Terra Estranha conta a história da família Parker, formada pela dona de casa Catherine (Nicole Kidman), pelo farmacêutico Matthew (Joseph Fiennes) e seus dois filhos, Tom e Lilly. Eles vivem em uma cidade no interior da Austrália tomada por um calor escaldante e por constantes tempestades de areia. Os quatro foram parar no local por razões que desconhecemos, mas que parecem estar vinculadas a um trágico evento envolvendo um dos seus filhos e que parece ainda não estar resolvido no seio familiar. Tudo vem à tona quando Lilly e Tom saem de casa durante a madrugada e os pais têm que mobilizar esforços para encontrar o paradeiro de ambos, convocando a polícia local na busca.
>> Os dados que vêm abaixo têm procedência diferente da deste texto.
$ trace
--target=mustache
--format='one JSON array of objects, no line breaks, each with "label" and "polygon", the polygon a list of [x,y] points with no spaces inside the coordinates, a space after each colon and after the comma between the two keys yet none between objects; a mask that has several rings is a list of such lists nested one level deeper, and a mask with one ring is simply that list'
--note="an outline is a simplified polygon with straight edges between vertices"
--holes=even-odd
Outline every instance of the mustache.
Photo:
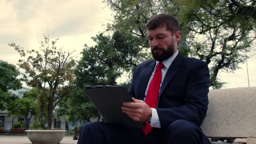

Todo o filme aparenta girar em torno da busca pelo paradeiro dos adolescentes que fogem dos pais, vislumbrando uma clássica narrativa de suspense. Contudo, o longa parece querer mesmo é discutir sob pontos de vista problematizadores as questões que desestabilizam a família dos jovens. O grande problema é que Terra Estranha, estreia da documentarista Kim Farrant (Naked on the Inside) na ficção, não consegue dar nem mesmo um vestígio dos seus verdadeiros propósitos quando põe “caraminholas” na cabeça do público, entre elas: há um histórico de abuso sexual de menores naquela família? O que os Parker pretendiam ao se “distanciar” de todo o passado? O que está por trás do comportamento estranho dos pais?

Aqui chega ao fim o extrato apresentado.